Putz et al. carried out a pilot study on the utility of contrast-enhanced US and SWE in PF and found that both are useful [12]. Sonoelastography for PF was studied by Wu et al. who concluded that plantar fascia softens with age and in subjects with plantar fasciitis. This continued to be unreliable again as there was no validation with respect to age. Wu et al. studied changes in PF after shock wave therapy by hue histogram analysis and found it to be an easier tool to reflect color changes and have less inter-observer variability [13]. We feel that a small area analyzed as the ROI on a color histogram may not represent the actual sample.

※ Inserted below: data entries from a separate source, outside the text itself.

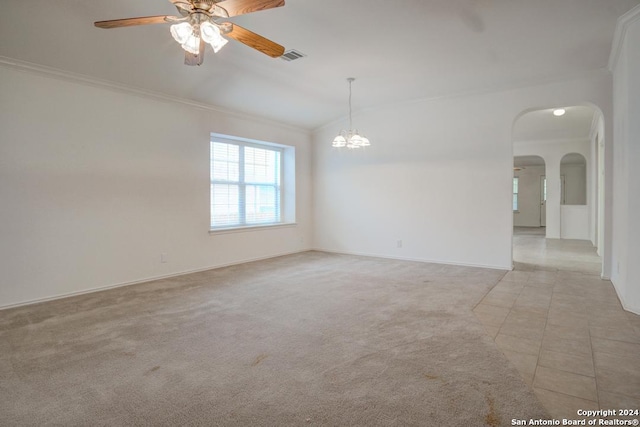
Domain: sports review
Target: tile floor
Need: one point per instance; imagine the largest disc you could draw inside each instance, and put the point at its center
(563, 328)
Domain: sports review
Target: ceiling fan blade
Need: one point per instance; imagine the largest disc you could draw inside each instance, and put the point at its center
(240, 7)
(255, 41)
(129, 22)
(183, 6)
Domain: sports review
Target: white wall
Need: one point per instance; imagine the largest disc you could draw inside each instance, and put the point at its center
(438, 175)
(529, 197)
(96, 183)
(626, 196)
(575, 182)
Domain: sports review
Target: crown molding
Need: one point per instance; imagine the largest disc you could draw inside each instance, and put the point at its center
(621, 30)
(83, 79)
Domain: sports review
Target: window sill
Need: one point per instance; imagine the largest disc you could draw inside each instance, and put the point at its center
(251, 228)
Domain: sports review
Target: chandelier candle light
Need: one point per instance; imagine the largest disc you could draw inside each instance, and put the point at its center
(350, 138)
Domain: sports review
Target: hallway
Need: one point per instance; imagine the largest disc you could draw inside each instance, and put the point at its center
(563, 328)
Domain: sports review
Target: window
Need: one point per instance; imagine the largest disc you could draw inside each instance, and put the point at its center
(515, 193)
(245, 183)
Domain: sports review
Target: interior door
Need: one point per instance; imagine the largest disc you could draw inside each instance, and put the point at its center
(543, 201)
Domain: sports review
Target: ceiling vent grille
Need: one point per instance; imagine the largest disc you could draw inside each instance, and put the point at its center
(292, 55)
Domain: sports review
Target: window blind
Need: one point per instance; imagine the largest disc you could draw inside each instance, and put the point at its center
(245, 184)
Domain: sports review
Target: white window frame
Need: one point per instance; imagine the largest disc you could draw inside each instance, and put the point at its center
(515, 203)
(285, 189)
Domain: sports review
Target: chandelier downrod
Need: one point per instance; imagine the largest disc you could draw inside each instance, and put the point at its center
(350, 138)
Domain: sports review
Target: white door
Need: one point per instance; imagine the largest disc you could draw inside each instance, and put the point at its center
(543, 201)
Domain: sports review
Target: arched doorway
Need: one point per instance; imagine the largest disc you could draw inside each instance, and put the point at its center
(571, 144)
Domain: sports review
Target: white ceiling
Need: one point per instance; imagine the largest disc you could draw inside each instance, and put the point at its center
(398, 50)
(541, 125)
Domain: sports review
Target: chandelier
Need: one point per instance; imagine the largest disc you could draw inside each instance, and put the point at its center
(350, 138)
(200, 27)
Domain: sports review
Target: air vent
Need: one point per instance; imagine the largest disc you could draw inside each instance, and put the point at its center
(292, 55)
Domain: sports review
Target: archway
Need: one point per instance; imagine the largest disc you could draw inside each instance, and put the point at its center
(577, 131)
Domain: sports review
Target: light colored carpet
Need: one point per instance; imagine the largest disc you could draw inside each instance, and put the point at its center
(306, 339)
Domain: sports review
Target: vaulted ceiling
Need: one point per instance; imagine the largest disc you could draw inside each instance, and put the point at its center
(398, 50)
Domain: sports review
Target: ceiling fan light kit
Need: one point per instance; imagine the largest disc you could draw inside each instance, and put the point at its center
(350, 138)
(199, 24)
(188, 36)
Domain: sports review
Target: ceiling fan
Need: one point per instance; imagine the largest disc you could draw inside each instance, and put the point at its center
(200, 22)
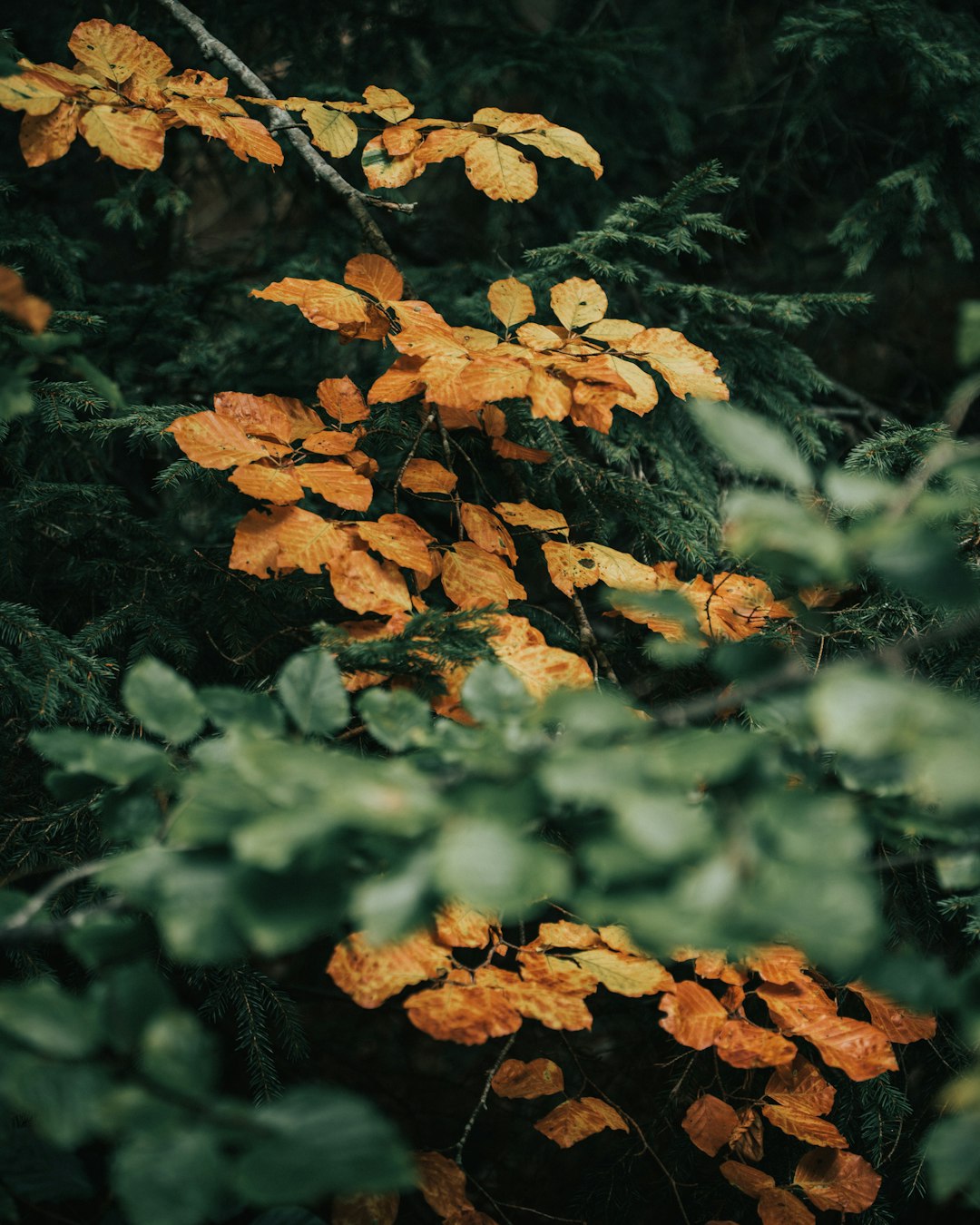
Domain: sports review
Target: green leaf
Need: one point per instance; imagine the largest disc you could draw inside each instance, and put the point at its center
(751, 445)
(311, 690)
(163, 702)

Gatz et al. were the first to study SWE in comparison with B-mode US in the utility of PF and evaluated the thickness of plantar fascia and Young's modulus to clinical scores [7]. Our study findings are in line with those of Gatz et al., where the affected side of plantar fascia is less elastic than the unaffected side. This can be due to degenerative changes in the fascia resulting in the breakdown of collagen, fibroblastic hypertrophy, and matrix degradation [14,15]. We have included only unilaterally affected subjects in our study compared to healthy individuals by Gatz et al., making it unique. However, a smaller sample size is our limitation. We did not take into account any potential correlations between comorbidities, gastrocnemius tightness, and existing foot and ankle deformities, which could have provided valuable insights into the interplay between these factors.
Conclusions
We observed that SWE is a great additive tool to B-mode ultrasonography and in some cases, it is very helpful as it can even detect early PF with normal thickness of plantar fascia. This reliable tool, which is user-independent, can be used for monitoring efficacy of a treatment protocol and can be a reliable data tool to corelate functional and pain scores. More studies and a larger population series can also help in formulating a clinico-radiological classification system for PF, which can predict the condition and suggest treatment outcomes.